И ярость малайцев и абиссинцев отступила перед волей белых чертей. Волей холодной, безжалостной и терпеливой.


[1] Элиас довольно широко использует фрейдовский аппарат — например, говорит о «супер-эго», регулирующем аффекты, но никогда не заходит в этом использовании слишком далеко.

[2] Современные системы власти можно определить не как «власть многих» (или, тем паче, «большинства»), а как «власть никого», «власть того, что меньше единицы», власть анонимных сил (поскольку и «рынок», и «государственный аппарат» — это именно анонимные силы).

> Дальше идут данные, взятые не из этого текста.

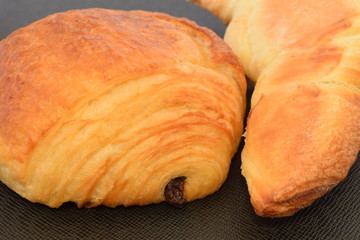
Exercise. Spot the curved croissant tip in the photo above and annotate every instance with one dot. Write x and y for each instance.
(174, 192)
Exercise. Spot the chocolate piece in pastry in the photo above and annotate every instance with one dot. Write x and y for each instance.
(117, 108)
(303, 131)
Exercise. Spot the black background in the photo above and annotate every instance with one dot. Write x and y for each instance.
(226, 214)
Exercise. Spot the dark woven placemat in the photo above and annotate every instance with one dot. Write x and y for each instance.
(225, 215)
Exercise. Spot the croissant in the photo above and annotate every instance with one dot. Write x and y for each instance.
(117, 108)
(303, 130)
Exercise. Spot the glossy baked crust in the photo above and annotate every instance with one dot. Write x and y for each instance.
(107, 107)
(303, 131)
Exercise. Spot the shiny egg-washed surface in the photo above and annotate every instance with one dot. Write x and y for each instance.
(225, 215)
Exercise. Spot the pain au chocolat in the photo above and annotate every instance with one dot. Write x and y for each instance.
(117, 108)
(303, 130)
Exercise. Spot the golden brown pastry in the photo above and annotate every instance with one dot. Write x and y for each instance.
(303, 131)
(117, 108)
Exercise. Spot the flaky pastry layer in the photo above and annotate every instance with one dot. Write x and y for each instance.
(106, 107)
(303, 130)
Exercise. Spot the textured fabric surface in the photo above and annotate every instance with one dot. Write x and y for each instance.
(225, 215)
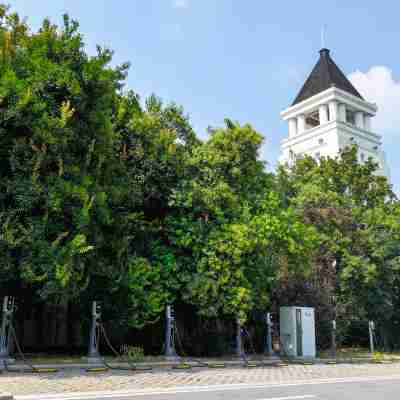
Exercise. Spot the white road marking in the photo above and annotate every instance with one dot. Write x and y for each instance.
(306, 396)
(191, 389)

[3] Но не давать им понять, что ты это заметил. Одно из самых странных, на первый взгляд, правил вежливости — это требование, согласно которому следует игнорировать проявления чужой невежливости, но вести им счёт, и подвергать остракизму или иным наказаниям преступающих правила приличия. Зато это становится понятным, если воспринимать вежливость как гипертрофированную осторожность.

[4] Не случайно первые «знаки» в привычном нам смысле этого слова тесно связаны с гадательными практиками. Это, впрочем, выходит далеко за пределы нашей темы.

[5] Одним из первых эту оппозицию обозначил Кант, который в 1784 году писал, что идея нравственности принадлежит культуре, манеры же и внешние приличия обозначает «всего лишь» цивилизацию.

[6] Логически, но не обязательно — фактически. Шпенглер, помещающий «цивилизацию» после «культуры», как стадию упадка-после-расцвета, тоже не противоречит обозначенной логике: события во времени могут (и даже должны) идти «в иной последовательности». Хайдеггер, говоря, что «последнее по времени является изначальным», даже несколько упрощает картину.

[7] Маркс в ответ на вопрос «кто должен чистить сапоги при социализме?» ответил вопрошавшему: «а вот вы и будете чистить!» Подразумевалось, что при социализме сапоги чистить не будет никто, за неимением в том нужды.

[8] В архаическом обществе толстый человек однозначно воспринимался как «хозяин» — только представители высших социальных слоев могли позволить себе объедаться. Худой человек воспринимался как бедный или больной. (В русском языке слово «поправиться» до сих пор используется в двойном значении — «выздороветь» и «потолстеть».) В военизированных обществах, где «процесс цивилизации» не зашёл слишком далеко, «жирное брюхо» было предметом насмешек, но избыточная мыше чная масса тела — и соответствующий тип физической силы — высоко ценился.

[9] Справедливости ради отметим, что примерно то же самое произошло и с рядом других «цивилизовавшихся» народов — например, с японцами. Интересно, однако, что этот совсем не европейский этнос прекрасно вписался в «глобальный мир», созданный белыми.